Com 130 unidades e –10% no CMV, o Peça Rara Brechó aposta em IA para escalar moda circular.
O Peça Rara Brechó chegou à ABF Expo 2026 com uma novidade que vai além do produto: inteligência artificial aplicada à triagem de peças em consignação. A rede, que opera mais de 130 unidades no Brasil, fechou 2025 com crescimento de 25% no faturamento e redução de 10% no Custo de Mercadorias Vendidas [via Empreendedor · Peça Rara Brechó · 2025-2026]. O movimento posiciona a marca num ponto de inflexão: o brechó franqueado pode deixar de ser percebido como negócio informal e passar a operar com arquitetura tecnológica. Para quem avalia entrar nesse mercado, a pergunta que importa é outra — o que desse ganho já foi comprovado e o que ainda é promessa de escala?

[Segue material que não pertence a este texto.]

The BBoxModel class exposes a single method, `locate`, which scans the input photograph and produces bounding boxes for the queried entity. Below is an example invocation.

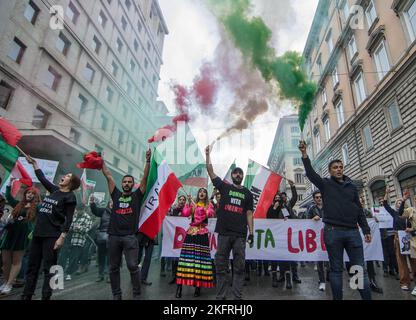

A aposta tecnológica é concreta. A rede implantou visão computacional para automatizar etapas da avaliação de peças destinadas à consignação: a solução reduz o tempo de atendimento ao fornecedor e padroniza o pré-cadastro, etapas que em brechós tradicionais dependem de julgamento manual e treinamento intensivo. O resultado declarado, redução de CMV e ganho de rentabilidade para os franqueados em 2025, sustenta a tese de que tecnologia de triagem pode melhorar a margem operacional [via Empreendedor · Peça Rara Brechó · 2025]. O ponto em aberto é se esse desempenho veio das unidades mais maduras da rede ou se já se repete em unidades abertas recentemente — informação que pode ser obtida a partir da COF e do histórico detalhado de maturação da rede.
O contexto setorial favorece a narrativa. O franchising brasileiro encerrou 2025 com 202.444 unidades ativas e projeção de crescimento de 2% a 4% no número de redes para 2026 [ABF · 2025 e 2026]. Num mercado em expansão, redes que chegam com diferencial operacional comprovado tendem a ter vantagem na captação de novos franqueados. A moda circular tem argumentos adicionais: apelo à sustentabilidade, ticket de entrada potencialmente menor que o de redes de moda nova e modelo de abastecimento baseado em consignação — o que reduz o risco de estoque parado. A ABF Expo é o palco certo para a rede testar o interesse do mercado por esse formato.
Há, porém, um limite que a tecnologia não alcança. Moda circular depende de volume contínuo e qualidade consistente de peças fornecidas por terceiros — e esse abastecimento varia significativamente por praça. A IA otimiza a triagem do que chega, não garante o que chega. Em cidades com menor cultura de consignação ou com baixa densidade de consumidores dispostos a vender peças usadas, o gargalo não é operacional: é de oferta. Franqueados que avaliam praças fora dos grandes centros deveriam perguntar à rede qual é o volume médio de peças recebidas por unidade em cidades comparáveis à sua e como a franqueadora apoia o abastecimento nos primeiros meses de operação, informações que podem estar detalhadas na COF ou em documentos complementares da rede.
A meta de expansão para 2026 ainda não foi divulgada publicamente pela rede. Antes de assinar, o candidato a franqueado tem uma pergunta específica para levar à franqueadora: o desempenho de CMV e rentabilidade reportado em 2025 reflete o conjunto da rede ou o recorte das unidades mais antigas? A diferença entre essas duas respostas muda o cálculo de entrada.